OS Level Tuning

      +

      OS level parameters you can use to tune _Couchbase Sync Gateway

      Introduction

      To get the most out of Sync Gateway, it may be necessary to tune a few parameters of the OS.

      Raising the maximum number of file descriptors available to Sync Gateway is important because it directly affects the maximum number of sockets the Sync Gateway can have open, and therefore the maximum number of endpoints that the Sync Gateway can support.

      The instructions here are geared towards CentOS deployments.

      Operating System File Descriptor Limits

      Increase the max number of file descriptors available to all processes.

      Set the number of system wide file descriptors
      1. Edit the /etc/sysctl.conf file

      2. Add the following line.

        fs.file-max = 500000
      3. Apply the changes by running the following command.

        $ sysctl -p (1)
        1 The -p will persist the change across reboots

      Sync Gateway File Descriptor Limits

      Configure the maximum number of open files descriptors in Sync Gateway in line with the above changes.

      Example 1. Set the Maximum File Descriptors
      {
        ...
        "max_file_descriptors:": 250000, (1)
        ...
      }
      1 Default = 5000

      Service File Descriptor Limits

      For systemd config

      The /usr/lib/systemd/system/sync_gateway.service has a hardcoded limit specified by LimitNOFILE=65535.

      To increase that, edit the /sync_gateway.service file to your desired value and restart the service.

      Process File Descriptor Limits

      If you are running Sync Gateway outside of systemd, use the following instructions.

      If you are using systemd, you can skip this section.
      1. Increase the ulimit setting for max number of file descriptors available to a single process. For example, setting it to 250K will allow the Sync Gateway to have 250K connections open at any given time, and leave 250K remaining file descriptors available for the rest of the processes on the machine. These settings are just an example, you will probably want to tune them for your own particular use case.

        $ ulimit -n 250000
      2. To persist the ulimit change across reboots, add the following lines to:
        /etc/security/limits.conf.

        * soft nofile 250000
        * hard nofile 250000
      3. Verify your changes by running the following commands.

        $ cat /proc/sys/fs/file-max
        $ ulimit -n

        The output value of both commands above should be 250000.

      TCP Keepalive Parameters

      If you have already raised the maximum number of file descriptors available to Sync Gateway, but you are still seeing "too many open files" errors, you may need to tune the TCP Keepalive parameters.

      Understanding the Problem

      Mobile endpoints tend to abruptly disconnect from the network without closing their side of the connection, as described in Section 2.3. (Checking for dead peers) of the TCP-Keepalive-HOWTO.

      By default, these connections will hang around for approximately 7200 seconds (2 hours) before they are detected to be dead and cleaned up by the tcp/ip stack of the Sync Gateway process.
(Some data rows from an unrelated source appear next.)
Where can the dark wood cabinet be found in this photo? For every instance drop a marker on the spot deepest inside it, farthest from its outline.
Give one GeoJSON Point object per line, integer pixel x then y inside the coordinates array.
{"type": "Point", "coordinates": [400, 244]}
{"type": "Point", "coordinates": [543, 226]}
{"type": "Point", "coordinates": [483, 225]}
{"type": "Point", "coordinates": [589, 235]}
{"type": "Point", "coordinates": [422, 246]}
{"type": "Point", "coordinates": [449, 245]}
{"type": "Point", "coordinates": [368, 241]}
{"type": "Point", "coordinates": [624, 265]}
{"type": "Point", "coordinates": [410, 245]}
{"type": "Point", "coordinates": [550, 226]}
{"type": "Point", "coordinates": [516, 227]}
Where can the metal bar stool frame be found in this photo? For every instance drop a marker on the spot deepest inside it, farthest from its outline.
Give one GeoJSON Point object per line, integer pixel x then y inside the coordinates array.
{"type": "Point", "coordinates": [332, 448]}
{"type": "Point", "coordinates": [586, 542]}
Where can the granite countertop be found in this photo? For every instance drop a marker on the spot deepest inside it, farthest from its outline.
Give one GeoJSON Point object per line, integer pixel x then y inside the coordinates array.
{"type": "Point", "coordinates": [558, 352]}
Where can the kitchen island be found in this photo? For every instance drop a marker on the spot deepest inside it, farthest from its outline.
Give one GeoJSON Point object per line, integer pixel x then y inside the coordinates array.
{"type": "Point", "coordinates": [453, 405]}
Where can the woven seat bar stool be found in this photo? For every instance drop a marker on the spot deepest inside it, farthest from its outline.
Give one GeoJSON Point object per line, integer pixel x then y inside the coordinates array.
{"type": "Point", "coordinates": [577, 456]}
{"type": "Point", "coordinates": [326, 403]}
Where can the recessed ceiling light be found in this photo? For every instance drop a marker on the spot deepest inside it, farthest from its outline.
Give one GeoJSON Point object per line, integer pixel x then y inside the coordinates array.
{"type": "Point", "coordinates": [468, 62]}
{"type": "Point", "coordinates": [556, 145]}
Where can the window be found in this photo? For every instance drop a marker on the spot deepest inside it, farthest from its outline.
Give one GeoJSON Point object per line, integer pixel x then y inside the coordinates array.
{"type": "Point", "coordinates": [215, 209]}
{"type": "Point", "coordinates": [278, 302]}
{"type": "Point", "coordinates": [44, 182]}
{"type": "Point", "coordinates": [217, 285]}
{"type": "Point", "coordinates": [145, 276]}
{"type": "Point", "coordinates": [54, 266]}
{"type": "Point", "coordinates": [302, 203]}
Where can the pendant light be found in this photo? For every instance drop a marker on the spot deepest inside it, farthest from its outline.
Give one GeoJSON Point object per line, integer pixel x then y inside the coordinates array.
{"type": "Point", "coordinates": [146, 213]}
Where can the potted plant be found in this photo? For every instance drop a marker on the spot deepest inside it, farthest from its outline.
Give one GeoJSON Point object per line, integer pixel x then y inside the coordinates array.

If enough of these connections accumulate, you can end up seeing "too many open files" errors on Sync Gateway.

      If you are seeing "too many open files" errors, you can count the number of established connections coming into your sync gateway with the following command:

      $ lsof -p <sync_gw_pid> | grep -i established | wc -l

      If the value returned is near your max file descriptor limit, then you can either try increasing the max file descriptor limit even higher, or tuning the TCP Keepalive parameters to reduce the amount of time that dead peers will cause a socket to be held open on their behalf.

      Linux Instructions (CentOS)

      Tuning the TCP Keepalive settings is not without its downsides — it will increase the amount of overall network traffic on your system, because the tcp/ip stack will be sending more frequent Keepalive packets in order to detect dead peers faster.

      The following settings will reduce the amount of time that dead peer connections hang around from approximately 2 hours down to approximately 30 minutes. Add the following lines to your /etc/sysctl.conf file:

      net.ipv4.tcp_keepalive_time = 600
      net.ipv4.tcp_keepalive_intvl = 60
      net.ipv4.tcp_keepalive_probes = 20

      This translates to:

      1. The keepalive routines wait initially for 10 minutes (600 secs) before sending the first keepalive probe

      2. Resend the probe every minute (60 seconds).

      3. If no ACK response is received for 20 consecutive times, the connection is marked as broken.

      To reduce the amount of time even further, you can reduce the tcp_retries2 value. Add the following line to your /etc/sysctl.conf file:

      net.ipv4.tcp_retries2 = 8

      To activate the changes and persist them across reboots, run:

      $ sysctl -p

      See Using TCP keepalive under Linux for more details on setting these parameters.